Google established its AI principles after refusing to renew a government contract called Project Maven, which helped the government analyze and interpret drone video using artificial intelligence. Before the deal ended, several thousand employees signed a petition and dozens resigned in protest of Google’s involvement.

Google pulled out of bidding for the JEDI contract in part because Kurian “couldn’t be sure” it would align with the company’s AI principles, he said at the time.

Kurien explained on Thursday how DoD is the world’s largest employer with nearly three million employees. He said the JWCC is designed as a “procurement framework” for the 28 core agencies within the DoD. He also highlighted other tasks Google has done for the US government, such as helping weather forecasting agencies, working with the military to detect cancer, and helping the Air Force with aircraft maintenance.

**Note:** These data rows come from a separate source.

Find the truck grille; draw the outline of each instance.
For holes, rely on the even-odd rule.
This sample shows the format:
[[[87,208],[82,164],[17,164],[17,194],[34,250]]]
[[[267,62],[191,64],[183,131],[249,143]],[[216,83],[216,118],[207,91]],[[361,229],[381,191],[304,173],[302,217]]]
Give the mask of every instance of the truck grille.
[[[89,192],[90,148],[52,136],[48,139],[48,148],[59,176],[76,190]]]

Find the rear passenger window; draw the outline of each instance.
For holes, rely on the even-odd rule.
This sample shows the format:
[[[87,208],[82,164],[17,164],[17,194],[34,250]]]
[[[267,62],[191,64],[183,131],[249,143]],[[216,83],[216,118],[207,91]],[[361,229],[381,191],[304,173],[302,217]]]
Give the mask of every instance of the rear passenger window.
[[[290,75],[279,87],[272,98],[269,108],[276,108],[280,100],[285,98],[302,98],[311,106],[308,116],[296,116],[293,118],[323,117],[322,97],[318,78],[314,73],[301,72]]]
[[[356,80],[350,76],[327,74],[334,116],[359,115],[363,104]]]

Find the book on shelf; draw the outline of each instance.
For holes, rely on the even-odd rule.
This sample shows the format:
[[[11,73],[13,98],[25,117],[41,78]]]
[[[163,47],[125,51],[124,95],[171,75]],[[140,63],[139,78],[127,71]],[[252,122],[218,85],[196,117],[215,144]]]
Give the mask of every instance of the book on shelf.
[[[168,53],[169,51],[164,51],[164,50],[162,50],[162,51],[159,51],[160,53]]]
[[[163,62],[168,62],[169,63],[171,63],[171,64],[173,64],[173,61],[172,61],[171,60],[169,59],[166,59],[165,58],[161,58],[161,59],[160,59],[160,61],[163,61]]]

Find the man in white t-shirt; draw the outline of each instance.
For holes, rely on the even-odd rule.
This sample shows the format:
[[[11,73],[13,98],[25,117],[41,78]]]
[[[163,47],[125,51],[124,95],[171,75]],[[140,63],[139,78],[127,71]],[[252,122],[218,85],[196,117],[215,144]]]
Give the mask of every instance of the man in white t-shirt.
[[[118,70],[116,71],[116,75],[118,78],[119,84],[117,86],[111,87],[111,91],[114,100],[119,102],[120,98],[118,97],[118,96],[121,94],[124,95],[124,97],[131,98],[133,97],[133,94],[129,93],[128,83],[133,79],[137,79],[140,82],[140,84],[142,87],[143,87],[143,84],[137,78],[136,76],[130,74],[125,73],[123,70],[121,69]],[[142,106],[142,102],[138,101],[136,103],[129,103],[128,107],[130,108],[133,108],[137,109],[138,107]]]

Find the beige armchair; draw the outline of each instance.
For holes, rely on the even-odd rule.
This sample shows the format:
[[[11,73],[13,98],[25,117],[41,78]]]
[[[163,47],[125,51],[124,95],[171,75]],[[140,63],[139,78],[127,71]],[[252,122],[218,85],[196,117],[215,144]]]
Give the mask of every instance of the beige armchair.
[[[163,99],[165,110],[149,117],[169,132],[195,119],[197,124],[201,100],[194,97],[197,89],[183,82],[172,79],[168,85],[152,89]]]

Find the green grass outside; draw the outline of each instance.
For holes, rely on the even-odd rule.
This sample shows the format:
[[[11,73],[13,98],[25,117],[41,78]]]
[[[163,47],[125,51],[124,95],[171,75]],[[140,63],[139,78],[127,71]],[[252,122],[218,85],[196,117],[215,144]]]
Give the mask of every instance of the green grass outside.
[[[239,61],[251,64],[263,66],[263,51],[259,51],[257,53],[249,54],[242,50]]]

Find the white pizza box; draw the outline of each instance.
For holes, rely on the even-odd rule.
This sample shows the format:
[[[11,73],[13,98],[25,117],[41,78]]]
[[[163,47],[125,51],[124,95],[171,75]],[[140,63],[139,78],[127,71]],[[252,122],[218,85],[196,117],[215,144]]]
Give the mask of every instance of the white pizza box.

Pichai and Kurian are navigating a sensitive issue for Google, as the company tries to bolster its cloud-computing division with high-profile deals, while an increasingly assertive and politically charged employee base Calms it down too. While Google co-founders Sergey Brin and Larry Page are still major shareholders in parent company Alphabet, they retired from their executive positions in 2019, marking a dramatic cultural shift for a company once known for its idealism. Was.

Kurien is not expecting all his employees to back down on JWCC.

“We understand that not every Googler will agree with this decision,” Kurian said. “But we believe Google Cloud should serve the government where it is able to do so and where the work meets Google’s principles and our company’s values.”

‘No single seller’

Google went into more detail on this topic a blog post Which was published by Kurien on Thursday evening. In the post, Kurian described JWCC as “essential to the success of the department and government in reducing costs, driving innovation, increasing productivity and enhancing cyber security”. He said the DoD should seek help from multiple vendors, including Google Cloud.

Kurian outlined that point in the meeting, telling employees that multiple vendors would be on the deal, potentially giving each the option to choose where they want to focus.

“This means that no single vendor will have to do all the work considered under the framework,” he said.

Kurian said Google has not yet placed a bid, and does not know all the details as the request for proposal has not been sent by the government. He did not address a specific detail from the Times story, which said that Google’s cloud unit had already prioritized the task of declaring it “code yellow”, which would allow the company to pull engineers on the military project. allows.

A Google spokesperson told Businesshala in an email that a “multi-cloud strategy” is the best solution for the government and added that the company will evaluate “future bidding opportunities” with its public sector customers, including DoD.

Pichai told employees at Thursday’s meeting that he hoped the discussion helped clarify the company’s position.

“I think we are strongly committed to working with the government in a way that is consistent with our AI principles,” he said.